A procedure to backup a large disk image across several DVDs.

Hi,

This is a procedure to create a backup on DVD of a large image file, in my case a backup of the 3
W7H partitions of a laptop. This method needs that you have enough free space on another disk to
store the entire image, and more to spare (I used a 500GiB external disk via usb and eSATA on XFS).
The DVDs are compressed using zisofs, and they have extra recovery data using “dvdisaster”.

Requires:

dvdisaster: http://www.dvdisaster.com

dvdisaster provides a margin of safety against data loss on CD and
DVD media caused by scratches or aging. It creates error correction
data, which is used to recover unreadable sectors if the disc becomes
damaged at a later time.

>From the packman repo. Optional, but advisable.

zisofs.

A method to create compressed cdroms or dvds that can be read transparently by the kernel. It has
been included in openSUSE for several years. See mkzftree(1). No need to install anything.

Brief description:

  1. Create the big image file on another disk via dd.

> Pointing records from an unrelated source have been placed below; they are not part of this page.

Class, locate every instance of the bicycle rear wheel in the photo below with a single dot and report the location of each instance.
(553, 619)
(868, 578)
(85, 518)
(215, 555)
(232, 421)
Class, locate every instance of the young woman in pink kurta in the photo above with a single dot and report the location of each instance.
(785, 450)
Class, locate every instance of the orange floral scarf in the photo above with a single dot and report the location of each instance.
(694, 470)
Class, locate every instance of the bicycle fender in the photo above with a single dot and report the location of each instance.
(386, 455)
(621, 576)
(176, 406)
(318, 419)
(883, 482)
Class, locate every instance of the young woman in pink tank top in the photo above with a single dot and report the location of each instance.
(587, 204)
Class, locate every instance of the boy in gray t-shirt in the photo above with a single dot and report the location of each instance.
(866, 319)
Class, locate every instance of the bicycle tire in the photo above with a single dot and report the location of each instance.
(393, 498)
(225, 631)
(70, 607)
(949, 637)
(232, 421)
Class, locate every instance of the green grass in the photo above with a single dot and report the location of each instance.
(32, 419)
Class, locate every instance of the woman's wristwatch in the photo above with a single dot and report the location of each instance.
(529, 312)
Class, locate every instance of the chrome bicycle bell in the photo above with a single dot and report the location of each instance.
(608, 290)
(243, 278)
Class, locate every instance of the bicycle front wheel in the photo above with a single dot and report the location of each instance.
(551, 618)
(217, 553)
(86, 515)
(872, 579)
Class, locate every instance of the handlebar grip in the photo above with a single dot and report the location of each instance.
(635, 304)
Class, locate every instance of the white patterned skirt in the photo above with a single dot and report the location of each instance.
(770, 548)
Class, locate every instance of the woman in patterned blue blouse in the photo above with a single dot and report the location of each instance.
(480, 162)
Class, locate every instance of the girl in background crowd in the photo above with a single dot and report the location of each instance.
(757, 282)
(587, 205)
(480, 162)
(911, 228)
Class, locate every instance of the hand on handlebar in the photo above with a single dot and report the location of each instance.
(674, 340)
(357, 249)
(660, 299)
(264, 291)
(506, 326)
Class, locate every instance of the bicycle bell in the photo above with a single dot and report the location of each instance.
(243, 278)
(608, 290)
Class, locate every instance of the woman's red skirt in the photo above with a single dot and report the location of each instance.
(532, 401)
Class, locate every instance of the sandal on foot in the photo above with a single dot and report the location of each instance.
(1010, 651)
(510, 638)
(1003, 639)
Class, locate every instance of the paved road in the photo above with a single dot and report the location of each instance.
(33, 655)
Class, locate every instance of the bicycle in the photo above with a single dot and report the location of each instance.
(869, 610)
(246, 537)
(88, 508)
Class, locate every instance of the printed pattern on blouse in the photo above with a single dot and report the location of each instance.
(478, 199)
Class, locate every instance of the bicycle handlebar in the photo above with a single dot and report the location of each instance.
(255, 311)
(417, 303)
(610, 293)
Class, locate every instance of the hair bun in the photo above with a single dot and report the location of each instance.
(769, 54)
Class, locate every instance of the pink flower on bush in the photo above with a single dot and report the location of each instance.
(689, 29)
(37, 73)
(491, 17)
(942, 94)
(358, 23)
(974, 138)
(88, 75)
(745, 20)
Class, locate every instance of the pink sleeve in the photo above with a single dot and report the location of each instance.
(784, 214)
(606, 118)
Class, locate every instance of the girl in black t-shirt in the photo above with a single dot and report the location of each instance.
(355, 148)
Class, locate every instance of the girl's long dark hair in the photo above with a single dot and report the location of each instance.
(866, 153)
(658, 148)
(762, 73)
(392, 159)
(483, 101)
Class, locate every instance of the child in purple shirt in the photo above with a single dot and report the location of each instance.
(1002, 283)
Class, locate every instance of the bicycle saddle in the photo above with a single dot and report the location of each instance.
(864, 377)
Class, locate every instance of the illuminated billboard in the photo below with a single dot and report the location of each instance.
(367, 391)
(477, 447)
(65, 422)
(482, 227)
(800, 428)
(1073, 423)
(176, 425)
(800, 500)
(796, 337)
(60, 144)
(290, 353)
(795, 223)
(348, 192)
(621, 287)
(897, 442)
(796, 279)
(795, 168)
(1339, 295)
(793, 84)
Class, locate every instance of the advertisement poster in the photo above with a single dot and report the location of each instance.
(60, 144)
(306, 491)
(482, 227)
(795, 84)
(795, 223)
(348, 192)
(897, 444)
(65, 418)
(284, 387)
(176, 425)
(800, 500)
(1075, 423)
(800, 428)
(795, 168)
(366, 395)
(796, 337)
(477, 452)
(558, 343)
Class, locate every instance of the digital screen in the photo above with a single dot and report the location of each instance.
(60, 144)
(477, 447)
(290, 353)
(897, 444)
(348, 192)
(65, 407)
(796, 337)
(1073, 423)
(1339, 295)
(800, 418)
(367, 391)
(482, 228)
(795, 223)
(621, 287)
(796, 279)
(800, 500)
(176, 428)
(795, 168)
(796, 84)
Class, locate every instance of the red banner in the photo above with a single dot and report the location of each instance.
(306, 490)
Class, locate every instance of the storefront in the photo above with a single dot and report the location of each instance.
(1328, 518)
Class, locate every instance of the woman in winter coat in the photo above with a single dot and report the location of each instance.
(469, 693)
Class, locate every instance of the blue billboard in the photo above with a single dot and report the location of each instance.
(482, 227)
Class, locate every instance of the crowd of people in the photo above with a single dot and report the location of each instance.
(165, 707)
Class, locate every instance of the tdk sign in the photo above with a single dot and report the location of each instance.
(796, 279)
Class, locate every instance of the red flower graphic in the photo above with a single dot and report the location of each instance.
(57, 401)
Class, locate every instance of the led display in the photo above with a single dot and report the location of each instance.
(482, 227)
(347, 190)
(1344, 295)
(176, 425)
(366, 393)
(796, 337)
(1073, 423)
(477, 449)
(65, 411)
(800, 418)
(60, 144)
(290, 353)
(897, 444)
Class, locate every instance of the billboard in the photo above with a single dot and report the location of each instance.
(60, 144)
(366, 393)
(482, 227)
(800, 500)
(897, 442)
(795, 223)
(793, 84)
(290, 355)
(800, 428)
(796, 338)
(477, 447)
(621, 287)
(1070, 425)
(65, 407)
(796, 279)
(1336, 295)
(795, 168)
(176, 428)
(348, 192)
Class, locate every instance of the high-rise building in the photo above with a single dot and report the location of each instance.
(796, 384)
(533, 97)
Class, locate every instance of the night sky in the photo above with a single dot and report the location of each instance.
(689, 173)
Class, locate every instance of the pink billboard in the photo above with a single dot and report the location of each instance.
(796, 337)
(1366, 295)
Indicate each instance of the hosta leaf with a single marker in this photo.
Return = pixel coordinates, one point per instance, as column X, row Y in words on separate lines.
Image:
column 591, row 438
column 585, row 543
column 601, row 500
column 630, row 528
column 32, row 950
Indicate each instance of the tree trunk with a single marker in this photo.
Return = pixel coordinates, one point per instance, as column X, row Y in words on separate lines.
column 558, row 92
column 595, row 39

  2. Split the image on as many smaller chunks (50 MiB each) as needed. This means thousands of small
    files.

  3. Compress each chunk using zisofs.

  4. Divide all the small files on several numbered directories, so that each one will fit in one
    DVD. This would mean a size below the 4.37 GiB size of a DVD; as we need extra space for the
    recovery data, we’ll target to 3700 MiB per directory (a).

  5. Create an ISO image from each directory. This needs to be made with “mkisofs”, it is impossible
    to use a GUI (no zisofs support).

  6. Add the recovery data to each with dvdisaster (they call it “augmenting”).

Burn the ISO images, or test them first recreating the original HD image file.

Note (a) I experimented with several sizes, and a lower margins makes dvdisaster complain that it is
not enough free space for augmenting. They recommend 20% free space, but that seems too much for me,
so I targeted for 15%. See the manual of dvdisaster to make your own decision
(<file:///usr/share/doc/packages/dvdisaster/en/howtos30.html>), Or don’t use it at all if you prefer.

Why this way?

The procedure is complex. But the alternative I contemplated was using the shareware version of rar,
which can compress a huge file on several small archives of a given size, and add correction data
IIRC. So I devised this system. I’m sure that others exist.

No, the opensource ZIP can’t do it. The pkware version might.

Just one system more :slight_smile:

Why doing it at all?

Well, I paid for the windows 7 on this laptop, so I don’t want to waste that money. Anyway, I need
Windows because I have some hardware that is only handled by Windows (a Tom-Tom navigator). True,
the laptop has a recovery partition and a recovery dvd I made from it. But using that function
rewrites the entire HD (I tried) destroying the linux partition, and that will not do.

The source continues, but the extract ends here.